Spiritual Leadership – Dwight Nash

Preacher: Dwight Nash is the pastor of Sent Church—a congregation seeking to be ambassadors of God’s love.

Sermon Link: https://vimeo.com/144306337

Sometimes we feature sermons because they demonstrate values we can exhibit in our own preaching. Through this sermon, Pastor Dwight demonstrates several principles for great preaching. Each of these values are overarching values for good preaching that we long to see embodied in preachers throughout the larger Wesleyan movement.

Here are a few we noticed:

  1. Redefine Something Common: “Who are these twelve people Moses chose to go into the camp? It’s not too much of a stretch to say they were spiritual men. But somewhere along the way, it went wrong. I don’t think the ten ever intended to lead Israel into disobedience.”

With one simple statement, Nash humanizes the other ten spies in the Joshua narrative. If Nash is correct, these spies weren’t villains; they were like us: well-intentioned (even effective) leaders whose close-to-the-vest approach led to forty years of wandering. By reframing these characters, Nash provides fresh insight for new Christians and seasoned saints alike. In re-imagining the text, Dwight provokes the congregation to lean into uncertainty—helping them recognize where their hermeneutical process needs rupturing and rebuilding.  By redefining the narrative, Nash reminds his congregation to have an interpretive curiosity. Great preaching invites us to a closer examination of Good News.
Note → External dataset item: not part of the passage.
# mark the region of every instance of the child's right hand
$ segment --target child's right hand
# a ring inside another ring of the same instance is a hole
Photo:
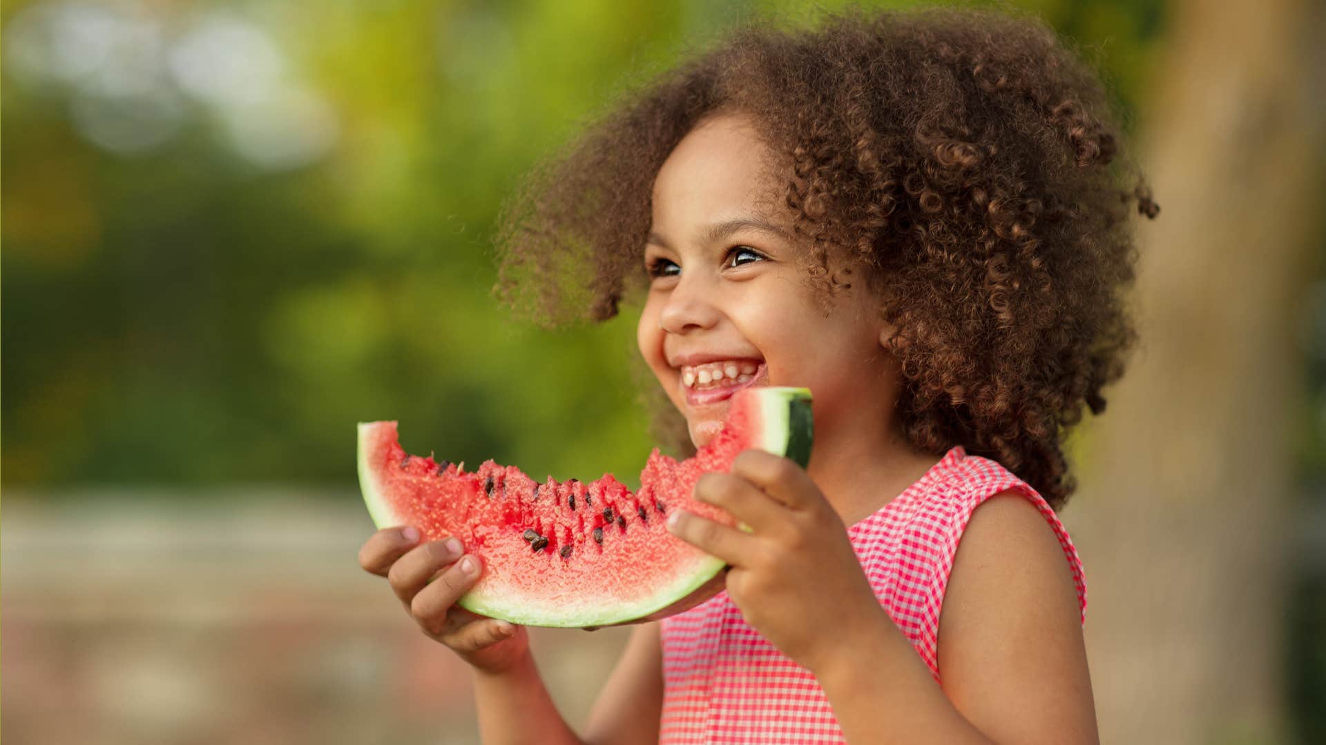
[[[524,626],[467,611],[456,599],[479,579],[479,557],[459,538],[419,545],[414,528],[383,528],[359,547],[359,566],[386,577],[419,628],[484,672],[505,672],[529,652]]]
  1. Use Emotional and Intellectual Appeal: “There came a time when people gave up on claiming the land. The land was promised to them, but they were just tired—and they didn’t take it up. They became satisfied and settled down.”
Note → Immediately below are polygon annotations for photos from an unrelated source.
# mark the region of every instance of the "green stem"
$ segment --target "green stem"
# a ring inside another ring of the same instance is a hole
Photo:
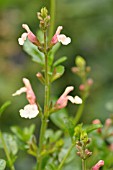
[[[86,160],[82,159],[82,170],[86,170]]]
[[[51,26],[49,29],[49,41],[51,40],[54,34],[54,26],[55,26],[55,0],[50,0],[50,16],[51,16]]]
[[[44,143],[44,135],[47,127],[47,120],[49,116],[49,75],[48,75],[48,56],[47,56],[47,40],[46,40],[46,32],[44,32],[44,54],[45,54],[45,102],[44,102],[44,115],[42,118],[42,125],[40,131],[40,139],[39,139],[39,157],[37,157],[38,161],[38,170],[42,170],[42,156],[41,152],[43,150]]]
[[[12,160],[11,160],[11,157],[10,157],[10,154],[9,154],[9,151],[8,151],[8,148],[7,148],[7,145],[6,145],[5,140],[4,140],[4,138],[3,138],[2,132],[0,132],[0,135],[1,135],[1,140],[2,140],[2,144],[3,144],[3,148],[4,148],[4,151],[5,151],[7,160],[8,160],[8,162],[9,162],[10,169],[11,169],[11,170],[15,170],[15,167],[14,167],[14,165],[13,165],[13,163],[12,163]]]
[[[83,109],[84,109],[84,104],[85,104],[85,100],[83,100],[82,104],[78,108],[78,111],[77,111],[76,116],[74,118],[74,125],[76,125],[79,122],[79,120],[80,120],[80,118],[82,116],[82,112],[83,112]]]
[[[60,165],[59,165],[59,167],[58,167],[58,170],[61,170],[61,168],[63,167],[63,165],[64,165],[67,157],[69,156],[69,154],[70,154],[70,152],[71,152],[71,150],[73,149],[74,146],[75,146],[75,144],[72,144],[72,145],[70,146],[67,154],[65,155],[65,157],[64,157],[63,160],[61,161],[61,163],[60,163]]]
Nash appeals to the intellect during this sermon—reminding the audience of adversity and loneliness in leadership—but he also appeals to the heart. Dwight makes a point about the importance of self-leadership (intellectual point), then compassionately discusses Israelite fatigue in the desert (emotional point). This double-barreled appeal provides a “hook” for the whole person, rather than just the heart or just the head. Great preaching engages the head, heart, soul, and will.

  1. Employ Kinetic and Static Energy:

Kinetic energy is the energy of motion; static energy is the energy of being still. Subtle shifts build listeners’ interests. Nash’s inflection, speed, and intensity shift subtly during segments of the message, creating gravitas by quickening pace during intense parts of the story and slowing speech/lowering tone during application points. As a result, Nash leaves the congregation anticipant during each part of the sermon. Kinetic and static energy are important for physical movement, too. Purposeful whole-body movement (kinetic) underscores movements of the narrative, but Dwight keeps his feet rooted (static) during much of the sermon. Dwight uses the stage to “outline” his sermon, and remains still to stabilize his message. Content and delivery harmonize; the sermon sings as a result. Great preaching harmonizes stillness and movement.
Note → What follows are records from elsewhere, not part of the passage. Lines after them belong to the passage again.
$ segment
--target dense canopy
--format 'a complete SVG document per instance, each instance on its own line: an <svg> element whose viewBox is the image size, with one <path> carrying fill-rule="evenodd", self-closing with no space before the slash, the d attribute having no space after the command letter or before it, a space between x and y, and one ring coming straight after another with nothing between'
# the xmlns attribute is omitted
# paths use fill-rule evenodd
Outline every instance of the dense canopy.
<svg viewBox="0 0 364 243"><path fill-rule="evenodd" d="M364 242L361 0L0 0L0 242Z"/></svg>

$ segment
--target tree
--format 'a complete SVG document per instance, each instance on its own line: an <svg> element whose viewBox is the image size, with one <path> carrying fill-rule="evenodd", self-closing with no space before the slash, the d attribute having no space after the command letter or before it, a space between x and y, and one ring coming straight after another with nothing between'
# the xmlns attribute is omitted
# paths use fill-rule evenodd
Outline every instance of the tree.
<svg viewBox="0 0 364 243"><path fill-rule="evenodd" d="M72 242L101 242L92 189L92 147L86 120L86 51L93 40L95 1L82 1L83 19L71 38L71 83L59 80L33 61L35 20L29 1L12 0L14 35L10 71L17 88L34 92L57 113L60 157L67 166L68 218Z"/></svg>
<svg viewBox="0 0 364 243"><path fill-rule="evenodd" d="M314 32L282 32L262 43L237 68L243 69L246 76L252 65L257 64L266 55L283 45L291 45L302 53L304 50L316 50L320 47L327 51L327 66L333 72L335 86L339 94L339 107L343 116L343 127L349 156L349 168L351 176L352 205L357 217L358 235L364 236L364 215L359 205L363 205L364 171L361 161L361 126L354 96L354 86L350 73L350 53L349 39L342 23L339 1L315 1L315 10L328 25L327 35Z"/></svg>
  1. Make the Dog Swallow Its Tail:

“Happy Birthday, Church!… As Good as it’s been, God has something better—and we’re pursuing it.”

Sermon introductions are often used as hit-and-run attention-grabbers. But what if our introductions could launch the sermon and provide resolution? Nash demonstrates that possibility. His introduction celebrates the church’s thirtieth birthday, and later uses the occasion to propel the church’s missional calling. In encouraging the church to achieve their corporate mandate, he also invites their inhabitance of the spirit of the calling. “Don’t lose your love as you lead,” says Nash. By tying leadership principles with Sent Church’s birthday, Nash weaves the introductory celebration into the fabric of the sermon’s content.

Application Exercises:

  1. Read with Fresh Eyes: As you prepare your sermon this week, write down your presuppositions about the text. What do you think it’s saying? How have you heard this text preached in the past? After you’ve written down your presuppositions, try to escape your previous interpretations; find something fresh within the text. By doing so, you’ll provide your congregation with new perspective and build your own passion for engaging the text. The two most important questions I have asked in preaching preparation for the last twenty years (Dave) are these: What new thing does God want to show me in this text I have never seen before? How is this passage leading me to change my life this week?
  1. Gauge Your Appeal: Listen to your last 2 sermons. Did they primarily appeal to the intellect or emotions? After analyzing the sermon, write four actionable goals (and deadlines) to help you maximize your strengths and cover your weaknesses to engage the heart and mind of your congregation.
  1. Move It, Move It! (Or Don’t): Get a video of your preaching; watch it. As you watch, see how your movement corresponds with the sermon’s flow. As you do, note how you could make your body movement more rooted (move only the upper body), and purposeful (physically representing your words). This will become even more important as you learn to preach for video—whether for online distribution or campus-site planting. If you move your feet a lot, you’re going to drive every camera operator crazy.